Earnings Continue to Rebound at Pep Boys; Company Reports $.18 vs. Adjusted $.09 in 1st Quarter

    PHILADELPHIA--May 17, 2001--The Pep Boys - Manny, Moe & Jack , the nation's leading full service automotive aftermarket chain, announced a significant increase in earnings per share for the thirteen weeks ended May 5, 2001.
    The Company earned $.18 per share as compared to the $.09 reported last year before inclusion of a $.04 per share net gain on the early retirement of debt.

    Sales

    Sales for the quarter ended May 5, 2001, which reflected the negative impact of 38 store closures and other steps that were taken in October 2000 in conjunction with implementing the Company's previously announced "Profit Enhancement Plan," were $551,383,000, 10.3% less than the $614,809,000 recorded last year.
    Service labor revenue, exclusive of installed product, was $108,474,000, 7.4% less than the $117,089,000 recorded last year.
    Continued weakness in "do-it-yourself" sales, challenging economic conditions and the negative impact of steps that were taken in October 2000, collectively contributed to the 7.6% decline in comparable store sales. During the quarter, comparable service labor revenue and comparable merchandise sales declined 4.0% and 8.5% respectively.
    Service labor revenue, installed product, tires and commercial delivery accounted for approximately 56% of total sales.

    Earnings

    An improvement in merchandise and service center margins as well as lower operating expenses more than offset the decline in sales. As a result, the Company achieved net earnings of $9,108,000 ($.18 per share - basic and diluted), compared to $6,447,000 ($.13 per share - basic and diluted), which includes $2,040,000 ($.04 per share - basic and diluted) net gain on the early retirement of debt.

    Commentary

    Pep Boys' Chief Executive Officer, Mitchell G. Leibovitz, made the following comments:
    "We are pleased to report a significant improvement in our first quarter results.
    "The improvement in our performance was a direct result of the steps that we took last October to enhance our future profitability. Although many of those steps have had a negative impact on sales, they have had a positive impact on earnings.
    "That being said, April sales were better than the levels that we achieved in February and March and we anticipate continued improvement in our merchandise margins, gross profit from service center operations and general and administrative expenses. As a result, we enter our second quarter with optimism."
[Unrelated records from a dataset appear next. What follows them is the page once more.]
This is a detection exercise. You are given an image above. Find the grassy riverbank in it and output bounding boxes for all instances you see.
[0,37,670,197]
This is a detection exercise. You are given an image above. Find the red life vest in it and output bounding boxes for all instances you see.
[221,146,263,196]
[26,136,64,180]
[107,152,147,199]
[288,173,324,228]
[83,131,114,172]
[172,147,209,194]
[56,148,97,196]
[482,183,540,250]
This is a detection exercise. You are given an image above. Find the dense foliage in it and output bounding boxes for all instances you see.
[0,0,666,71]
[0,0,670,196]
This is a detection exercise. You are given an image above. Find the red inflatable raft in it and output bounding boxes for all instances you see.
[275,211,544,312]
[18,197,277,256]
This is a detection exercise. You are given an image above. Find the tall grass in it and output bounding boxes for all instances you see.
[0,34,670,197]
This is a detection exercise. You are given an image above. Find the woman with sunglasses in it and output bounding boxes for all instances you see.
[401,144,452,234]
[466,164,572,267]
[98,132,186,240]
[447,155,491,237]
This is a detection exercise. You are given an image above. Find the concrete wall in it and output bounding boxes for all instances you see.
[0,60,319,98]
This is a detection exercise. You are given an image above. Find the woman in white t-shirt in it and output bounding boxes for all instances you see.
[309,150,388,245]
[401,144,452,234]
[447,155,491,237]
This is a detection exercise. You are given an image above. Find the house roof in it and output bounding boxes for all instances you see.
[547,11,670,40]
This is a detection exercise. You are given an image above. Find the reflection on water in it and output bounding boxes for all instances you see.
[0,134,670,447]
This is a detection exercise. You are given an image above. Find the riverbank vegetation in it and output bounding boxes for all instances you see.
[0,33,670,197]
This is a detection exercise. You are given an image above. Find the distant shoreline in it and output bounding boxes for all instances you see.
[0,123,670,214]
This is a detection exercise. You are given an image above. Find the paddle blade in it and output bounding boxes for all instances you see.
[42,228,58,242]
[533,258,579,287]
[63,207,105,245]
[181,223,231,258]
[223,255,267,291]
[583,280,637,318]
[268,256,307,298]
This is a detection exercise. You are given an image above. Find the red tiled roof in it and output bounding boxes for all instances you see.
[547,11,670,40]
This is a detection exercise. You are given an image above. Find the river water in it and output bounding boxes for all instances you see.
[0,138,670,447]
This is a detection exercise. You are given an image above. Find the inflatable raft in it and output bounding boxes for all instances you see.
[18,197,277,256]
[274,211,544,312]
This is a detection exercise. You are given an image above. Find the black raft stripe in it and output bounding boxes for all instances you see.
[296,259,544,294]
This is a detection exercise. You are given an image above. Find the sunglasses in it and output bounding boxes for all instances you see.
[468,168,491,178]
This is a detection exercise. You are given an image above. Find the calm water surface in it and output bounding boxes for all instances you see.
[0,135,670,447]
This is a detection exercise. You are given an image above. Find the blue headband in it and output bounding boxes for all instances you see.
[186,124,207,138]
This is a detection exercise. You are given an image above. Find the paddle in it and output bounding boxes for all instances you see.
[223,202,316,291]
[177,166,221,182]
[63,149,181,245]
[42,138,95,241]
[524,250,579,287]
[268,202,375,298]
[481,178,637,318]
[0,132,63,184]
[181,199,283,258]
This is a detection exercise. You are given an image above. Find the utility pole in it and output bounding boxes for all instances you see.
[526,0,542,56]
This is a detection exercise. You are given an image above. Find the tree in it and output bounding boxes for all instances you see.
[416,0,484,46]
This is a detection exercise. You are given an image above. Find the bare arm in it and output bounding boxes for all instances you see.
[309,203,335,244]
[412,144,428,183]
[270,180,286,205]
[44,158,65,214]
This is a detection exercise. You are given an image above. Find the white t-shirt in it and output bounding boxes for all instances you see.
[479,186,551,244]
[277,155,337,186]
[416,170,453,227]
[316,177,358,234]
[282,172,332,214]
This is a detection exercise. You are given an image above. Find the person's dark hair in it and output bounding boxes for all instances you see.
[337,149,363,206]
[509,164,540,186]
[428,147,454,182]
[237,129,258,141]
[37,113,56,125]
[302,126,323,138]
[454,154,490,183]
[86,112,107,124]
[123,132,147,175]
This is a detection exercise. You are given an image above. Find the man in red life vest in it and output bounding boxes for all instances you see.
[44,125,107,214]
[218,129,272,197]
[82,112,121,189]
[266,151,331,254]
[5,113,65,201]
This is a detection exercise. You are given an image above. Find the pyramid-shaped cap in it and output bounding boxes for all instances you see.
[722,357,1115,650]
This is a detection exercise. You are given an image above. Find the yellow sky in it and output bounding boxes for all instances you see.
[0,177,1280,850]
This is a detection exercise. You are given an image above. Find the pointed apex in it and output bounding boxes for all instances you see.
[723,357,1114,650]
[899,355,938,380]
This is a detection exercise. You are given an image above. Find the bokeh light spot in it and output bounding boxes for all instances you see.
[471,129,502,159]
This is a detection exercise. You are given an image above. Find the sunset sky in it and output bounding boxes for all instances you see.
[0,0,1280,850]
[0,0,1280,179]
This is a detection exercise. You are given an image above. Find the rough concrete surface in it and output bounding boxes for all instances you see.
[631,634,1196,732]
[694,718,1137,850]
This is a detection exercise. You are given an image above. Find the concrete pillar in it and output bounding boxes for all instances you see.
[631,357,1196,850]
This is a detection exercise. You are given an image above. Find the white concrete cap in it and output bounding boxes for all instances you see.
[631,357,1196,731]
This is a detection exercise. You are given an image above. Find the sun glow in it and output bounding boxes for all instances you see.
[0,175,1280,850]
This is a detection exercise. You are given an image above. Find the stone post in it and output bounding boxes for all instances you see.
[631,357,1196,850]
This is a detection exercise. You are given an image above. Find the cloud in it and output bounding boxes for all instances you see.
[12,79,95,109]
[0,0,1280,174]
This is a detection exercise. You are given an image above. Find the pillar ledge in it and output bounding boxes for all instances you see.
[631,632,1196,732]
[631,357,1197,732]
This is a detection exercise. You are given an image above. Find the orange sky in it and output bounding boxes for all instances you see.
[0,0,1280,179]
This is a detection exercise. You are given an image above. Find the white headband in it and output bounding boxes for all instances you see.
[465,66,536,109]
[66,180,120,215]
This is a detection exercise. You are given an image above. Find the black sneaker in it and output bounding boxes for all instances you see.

	   Pep Boys Financial Highlights

                                      Thirteen          Thirteen
                                     Weeks Ended       Weeks Ended                                 
                                     May 5, 2001      April 29, 2000
                                    ------------      --------------
Total Revenues                      $551,383,000       $614,809,000
Net Earnings                        $  9,108,000       $  6,447,000(a)
Average Shares-Diluted                51,266,000         51,001,000
Basic Earnings Per Share            $        .18       $        .13(a)
Diluted Earnings Per Share          $        .18       $        .13(a)

	   (a) Includes $2,040,000 ($.04 per share - basic and diluted) net
gain on the early retirement of debt


    Notes: Certain statements made herein, including those discussing management's expectations for future periods, are forward-looking and involve risks and uncertainties. The Company's actual results may differ materially from the results discussed in the forward-looking statements due to factors beyond the control of the Company, including the strength of the national and regional economies and retail and commercial consumers' ability to spend, the health of the various sectors of the market that the Company serves, the weather in geographical regions with a high concentration of the Company's stores, competitive pricing, location and number of competitors' stores and product and labor costs. Further factors that might cause such a difference include, but are not limited to, the factors described in the Company's filings with the Securities and Exchange Commission.

    In accordance with the SEC's recently adopted Regulation FD (fair disclosure), investors will now have an opportunity to listen to the Company's quarterly conference calls discussing its results and related matters. The calls will be broadcast live over the Internet at Broadcast Networks' Vcall web site, located at http://www.vcall.com. The call for the first quarter will be broadcast live on Friday, May 18, at 9:00 AM EST. To listen to the call live, please go to the web site at least 15 minutes early to register, download and install any necessary audio software. For those who cannot listen to the live broadcast, a replay will be available shortly after the call. Supplemental financial information is available on Pep Boys web site at www.pepboys.com.